O uso de índices vegetativos (IVs) na cana-de-açúcar em 2026 deixou de ser apenas uma “foto colorida” da fazenda para se tornar a base do Manejo de Precisão. Devido ao ciclo longo e à biomassa elevada da cana, o uso correto desses índices permite antecipar problemas que o olho humano só veria quando já fosse tarde demais.

Aqui estão as estratégias práticas para utilizar os IVs no dia a dia do canavial:


1. Escolhendo o Índice Certo: Além do NDVI

Embora o NDVI seja o mais famoso, a cana-de-açúcar apresenta um desafio: o efeito de saturação. Quando a cana fecha o dossel e atinge um alto índice foliar, o NDVI “estaciona” e não mostra mais variações.

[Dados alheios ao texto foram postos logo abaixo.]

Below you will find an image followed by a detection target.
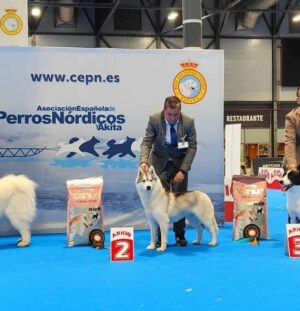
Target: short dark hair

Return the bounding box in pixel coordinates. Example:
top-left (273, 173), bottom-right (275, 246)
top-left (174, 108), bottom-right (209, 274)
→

  • NDVI (Índice de Vegetação por Diferença Normalizada): Ideal para as fases iniciais (cana-planta e início da cana-soca). Excelente para identificar falhas de plantio, mato-competição e vigor no arranque inicial.
  • NDRE (Índice de Vegetação por Diferença Normalizada de Borda Vermelha): O favorito para a cana madura. Ele utiliza a banda “Red Edge”, que penetra mais profundamente no dossel, permitindo identificar o estado nutricional e de saúde mesmo quando a cana está alta e densa.

2. Aplicações Práticas no Ciclo da Cana

A. Detecção de Falhas de Brotação

Logo após o corte ou plantio, o mapa de NDVI revela zonas onde a cana não emergiu.

  • Ação: Em vez de percorrer toda a área, o fiscal de plantio vai diretamente aos pontos “vermelhos” do mapa para avaliar a necessidade de replantio ou investigar problemas de pragas de solo (como Sphenophorus ou Cupins).

B. Gestão de Adubação em Taxa Variável

O índice vegetativo serve como um indicador da saúde da planta e, consequentemente, da sua demanda nutricional.

  • Ação: Zonas com IV baixo, mas com potencial de resposta, recebem uma dose reforçada de Nitrogênio ($N$). Áreas que já atingiram o teto de vigor recebem apenas a dose de manutenção, evitando o luxo e o desperdício.

C. Monitoramento de Maturação e Época de Colheita

Os índices ajudam a planejar o PCP (Planejamento e Controle da Produção).

  • Ação: Talhões que começam a apresentar queda no vigor vegetativo (perda de clorofila) indicam que a planta está translocando energia para o acúmulo de sacarose. Isso auxilia na escolha dos talhões para a próxima frente de corte.

3. Identificação de Estresses (Hídrico e Fitossanitário)

A tecnologia de 2026 permite cruzar o IV com imagens térmicas.

  • Anomalias Térmicas: Se um talhão apresenta IV alto (muita folha), mas temperatura elevada, a planta fechou os estômatos. Isso indica estresse hídrico localizado ou compactação de solo, permitindo intervenções via fertirrigação de precisão.
  • Reboleiras: Manchas circulares de baixo IV são sinais clássicos de ataques de nematoides ou doenças sistêmicas.

4. Comparativo de Resolução: Satélite vs. Drone

FerramentaFrequênciaUso Ideal na Cana
Satélite (ex: Sentinel, Planet)Diária / SemanalMonitoramento de grandes áreas, detecção de incêndios e planejamento de safra.
Drones (Multiespectrais)Sob demandaContagem de falhas, detecção de plantas daninhas (mato-competição) e mapeamento para aplicação de herbicida localizado.

5. Dica de Ouro: O Mapa de “Mudança” (Difference Map)

A maior utilidade não está em um mapa único, mas na comparação entre dois mapas de datas diferentes.

  • O que ele diz: Se o IV caiu drasticamente em 10 dias em um ponto específico, algo aconteceu (uma infestação de cigarrinha, por exemplo). O sistema de gestão 2026 dispara um alerta para o celular do agrônomo com as coordenadas exatas do problema.

Atenção: O índice vegetativo é um sintoma, não o diagnóstico. Ele diz onde está o problema, mas o agrônomo ainda precisa ir a campo para confirmar o que é (falta de nutriente, praga ou seca).